Made me a feel a little like this when I shook it off:
C’est la vie.
Actually, it’s kind of a pretty picture, but I digress.
I’m not sure why I keep doing things like this… I only work three nights a week, but they’re long nights & I’m really quite worthless for anything between except sleeping. Accepting this would be wise. But no, I think, “Sleep?!? Sleep? I don’t need no stinkin’ sleep!”
Luckily these days the things I get all excited about and try to plan into these nooks and crannies are things like yoga seminars. There’s something inherently incompatible between self abuse and the contemplative nature of these endeavors.
The worst thing: I love sleep! I love dreaming, I love waking up, I love the bed I sleep in & the sheets and the backs of my eyelids.

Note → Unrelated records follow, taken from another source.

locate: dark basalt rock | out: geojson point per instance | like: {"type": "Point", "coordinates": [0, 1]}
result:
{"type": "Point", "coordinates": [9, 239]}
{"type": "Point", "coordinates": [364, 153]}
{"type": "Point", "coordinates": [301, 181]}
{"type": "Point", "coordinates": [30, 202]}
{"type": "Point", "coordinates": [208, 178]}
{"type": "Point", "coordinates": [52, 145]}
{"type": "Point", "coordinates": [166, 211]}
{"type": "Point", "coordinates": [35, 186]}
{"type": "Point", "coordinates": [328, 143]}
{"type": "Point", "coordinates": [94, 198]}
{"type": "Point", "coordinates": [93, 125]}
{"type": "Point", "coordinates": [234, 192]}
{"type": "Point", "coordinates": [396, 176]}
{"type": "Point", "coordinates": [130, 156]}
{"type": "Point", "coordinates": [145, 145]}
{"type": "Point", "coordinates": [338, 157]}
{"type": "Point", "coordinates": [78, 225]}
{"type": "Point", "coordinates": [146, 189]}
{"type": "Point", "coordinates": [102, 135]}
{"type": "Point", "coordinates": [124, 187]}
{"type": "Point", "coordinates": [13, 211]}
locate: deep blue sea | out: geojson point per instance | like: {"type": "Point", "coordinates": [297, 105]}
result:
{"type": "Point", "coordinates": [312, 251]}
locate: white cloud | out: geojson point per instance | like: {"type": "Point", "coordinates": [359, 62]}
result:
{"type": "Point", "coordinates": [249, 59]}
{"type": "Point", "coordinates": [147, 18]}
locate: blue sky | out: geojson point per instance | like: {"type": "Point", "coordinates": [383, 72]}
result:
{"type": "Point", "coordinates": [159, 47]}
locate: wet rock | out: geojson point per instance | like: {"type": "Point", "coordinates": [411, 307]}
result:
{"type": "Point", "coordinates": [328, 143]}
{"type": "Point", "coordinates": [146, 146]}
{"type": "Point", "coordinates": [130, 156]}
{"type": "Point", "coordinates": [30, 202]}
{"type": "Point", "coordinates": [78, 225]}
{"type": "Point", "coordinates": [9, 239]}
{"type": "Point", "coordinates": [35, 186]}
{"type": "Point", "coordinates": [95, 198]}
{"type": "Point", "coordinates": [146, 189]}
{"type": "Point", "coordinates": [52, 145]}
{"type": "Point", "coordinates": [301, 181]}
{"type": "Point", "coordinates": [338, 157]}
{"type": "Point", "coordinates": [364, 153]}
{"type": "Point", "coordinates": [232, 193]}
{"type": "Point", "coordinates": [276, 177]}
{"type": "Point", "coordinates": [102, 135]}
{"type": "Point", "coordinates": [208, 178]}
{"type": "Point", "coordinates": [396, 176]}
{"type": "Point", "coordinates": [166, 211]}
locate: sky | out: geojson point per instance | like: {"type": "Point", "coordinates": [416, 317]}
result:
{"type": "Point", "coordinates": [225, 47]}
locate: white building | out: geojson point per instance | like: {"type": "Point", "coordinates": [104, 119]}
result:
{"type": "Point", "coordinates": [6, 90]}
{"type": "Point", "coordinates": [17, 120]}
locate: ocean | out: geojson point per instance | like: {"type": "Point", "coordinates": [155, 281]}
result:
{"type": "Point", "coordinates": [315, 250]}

I guess the whole thing is that life is about choices. Action and devotion are how we create ourselves. It’s not whether or not I learn a little more about this amazing language that matters, it’s how I treat myself and my world in the process.
Come to think of it, I do feel more like this than I would’ve rousting myself from dreamstate 7 hours ago after a couple hours’ of sleep after a weekend of controlled chaos:
Perhaps I did the right thing, if only by accident. And perhaps I’ll drop the guilt of not following through on my plan, my goal, my intention. Perhaps, I’ll just let myself enjoy this one, gorgeous, beautiful life.